Les scientifiques ont également regardé à l'intérieur de l'estomac de 54 femelles affamées pour voir ce qu'elles avaient mangé. Ils ont découvert que la plupart d'entre elles se régalaient de volatiles, en particulier de poulets (Gallus gallus), qui représentaient 59,3 % des repas. Cependant, ils ont aussi trouvé que certains moucherons avaient bu auprès de mammifères, y compris des animaux sauvages comme des écureuils et des singes, et même des humains. Cette habitude de consommation « opportuniste » signifie que ces moucherons sont des mangeurs généralistes ; ils mangeront selon le menu disponible, ce qui en fait des ponts potentiels pour le passage des virus des animaux sauvages aux humains.
Enfin, la grande question : transportaient-ils le virus Oropouche ? L'équipe a testé 414 groupes (pools) de moucherons à l'aide d'un test moléculaire hautement sensible. Le résultat ? Zéro. Aucun virus n'a été trouvé dans les échantillons. Cela suggère que durant la période de collecte de ces insectes, le virus ne circulait pas parmi la population de moucherons, ou du moins pas à des niveaux détectables. Il est important de noter que cela ne signifie pas que le virus a disparu pour toujours ; cela signifie simplement qu'il n'était pas là à ce moment-là. Les auteurs suggèrent que le virus peut apparaître et disparaître par vagues, selon la saison et la météo.

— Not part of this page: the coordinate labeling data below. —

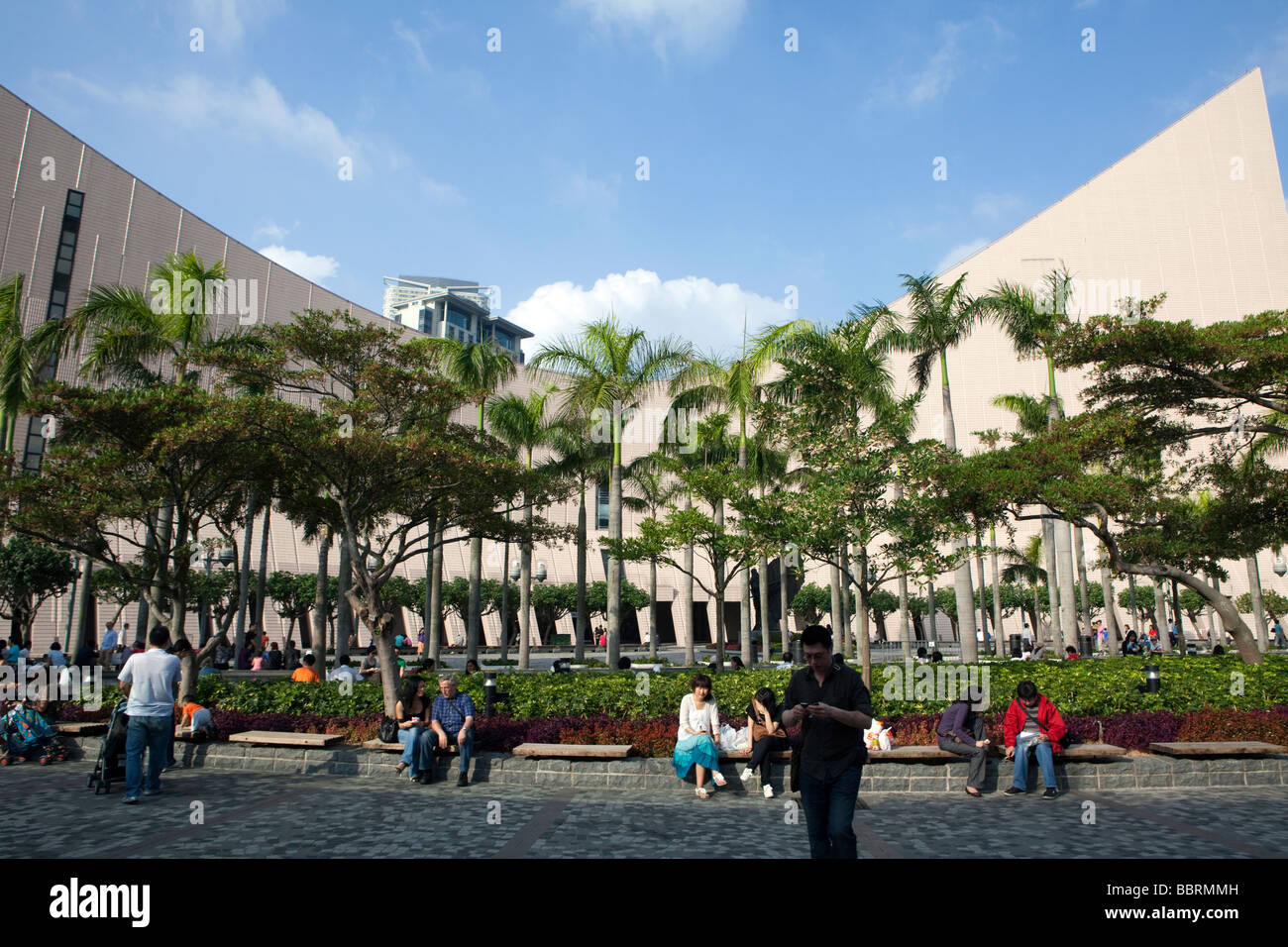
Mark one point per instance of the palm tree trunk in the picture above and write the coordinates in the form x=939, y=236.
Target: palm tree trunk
x=905, y=629
x=524, y=594
x=1085, y=598
x=165, y=532
x=583, y=611
x=997, y=592
x=1258, y=608
x=983, y=604
x=784, y=594
x=320, y=604
x=1048, y=548
x=263, y=570
x=434, y=620
x=837, y=615
x=961, y=575
x=614, y=532
x=1107, y=587
x=475, y=613
x=763, y=594
x=652, y=609
x=244, y=579
x=344, y=626
x=687, y=594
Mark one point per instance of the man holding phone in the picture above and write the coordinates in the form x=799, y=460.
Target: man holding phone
x=833, y=706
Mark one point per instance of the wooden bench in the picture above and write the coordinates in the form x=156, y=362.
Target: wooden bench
x=308, y=741
x=588, y=751
x=86, y=728
x=398, y=748
x=1232, y=748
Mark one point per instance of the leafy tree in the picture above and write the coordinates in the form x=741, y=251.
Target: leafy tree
x=30, y=574
x=610, y=368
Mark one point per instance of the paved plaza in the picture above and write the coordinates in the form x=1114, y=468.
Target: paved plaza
x=219, y=813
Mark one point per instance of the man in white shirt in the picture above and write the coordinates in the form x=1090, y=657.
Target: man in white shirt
x=344, y=672
x=151, y=684
x=107, y=643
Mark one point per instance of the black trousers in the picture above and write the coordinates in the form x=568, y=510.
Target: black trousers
x=760, y=755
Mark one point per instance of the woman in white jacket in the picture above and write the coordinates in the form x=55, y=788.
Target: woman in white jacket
x=698, y=740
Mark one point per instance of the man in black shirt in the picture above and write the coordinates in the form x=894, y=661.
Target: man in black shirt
x=835, y=707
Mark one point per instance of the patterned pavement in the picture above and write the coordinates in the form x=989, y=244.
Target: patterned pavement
x=215, y=813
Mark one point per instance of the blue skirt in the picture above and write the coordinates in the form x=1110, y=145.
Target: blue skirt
x=695, y=749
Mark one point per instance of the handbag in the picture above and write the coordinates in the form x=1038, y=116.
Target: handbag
x=387, y=731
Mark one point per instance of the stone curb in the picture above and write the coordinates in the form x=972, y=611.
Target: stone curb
x=949, y=776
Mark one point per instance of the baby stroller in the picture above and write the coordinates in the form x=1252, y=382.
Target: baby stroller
x=27, y=736
x=111, y=754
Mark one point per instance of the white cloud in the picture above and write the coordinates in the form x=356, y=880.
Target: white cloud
x=583, y=191
x=408, y=37
x=312, y=268
x=958, y=253
x=227, y=20
x=992, y=206
x=439, y=192
x=695, y=27
x=706, y=313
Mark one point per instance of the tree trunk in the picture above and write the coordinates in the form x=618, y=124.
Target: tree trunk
x=1258, y=608
x=436, y=594
x=1107, y=587
x=837, y=615
x=1160, y=617
x=983, y=585
x=614, y=532
x=687, y=594
x=84, y=629
x=263, y=570
x=864, y=604
x=344, y=626
x=475, y=613
x=999, y=644
x=165, y=534
x=1056, y=631
x=652, y=609
x=524, y=595
x=320, y=604
x=583, y=611
x=1085, y=598
x=961, y=575
x=905, y=629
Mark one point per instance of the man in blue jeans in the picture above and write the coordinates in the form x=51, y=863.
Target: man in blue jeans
x=452, y=719
x=835, y=707
x=151, y=684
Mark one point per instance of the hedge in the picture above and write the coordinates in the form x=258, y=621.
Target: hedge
x=1078, y=688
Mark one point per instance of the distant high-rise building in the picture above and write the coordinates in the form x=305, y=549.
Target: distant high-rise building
x=451, y=309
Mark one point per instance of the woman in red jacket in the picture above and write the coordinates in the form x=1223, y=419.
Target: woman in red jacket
x=1031, y=723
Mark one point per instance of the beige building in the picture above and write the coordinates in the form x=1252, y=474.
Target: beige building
x=1197, y=211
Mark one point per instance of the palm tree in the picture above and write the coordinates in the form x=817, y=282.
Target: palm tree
x=588, y=463
x=735, y=385
x=478, y=368
x=1026, y=566
x=940, y=320
x=522, y=424
x=1033, y=325
x=21, y=357
x=610, y=368
x=653, y=489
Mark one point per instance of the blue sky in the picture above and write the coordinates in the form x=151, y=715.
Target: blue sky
x=520, y=167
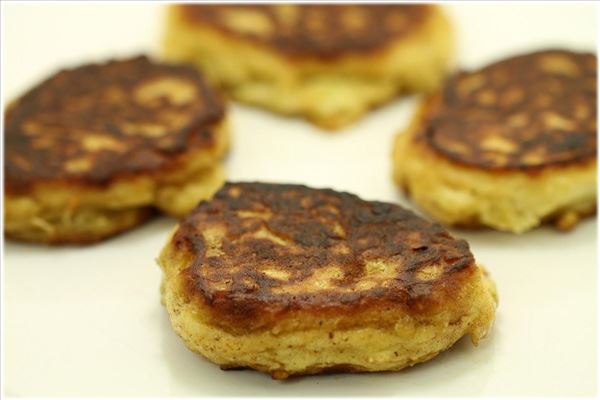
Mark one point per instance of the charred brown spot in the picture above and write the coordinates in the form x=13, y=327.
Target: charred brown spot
x=391, y=255
x=525, y=112
x=312, y=30
x=94, y=122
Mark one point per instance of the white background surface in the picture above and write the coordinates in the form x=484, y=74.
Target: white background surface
x=88, y=321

Alors, quel est le message à retenir ? L'ouest de l'Amazonie est un trésor de diversité de moucherons, avec de nombreuses espèces que nous commençons à peine à comprendre. Bien que les forêts profondes détiennent la plus grande variété, les zones où vivent les humains sont remplies des moucherons spécifiques qui pourraient potentiellement propager des maladies. Même s'ils n'ont pas trouvé le virus Oropouche cette fois-ci, la présence de ces moucherons adaptables et nourris au sang humain signifie que nous ne pouvons pas baisser la garde. C'est un rappel que dans la nature, tout est en mouvement, et que surveiller de près ces minuscules créatures est le meilleur moyen de rester un pas en avant sur la prochaine épidémie.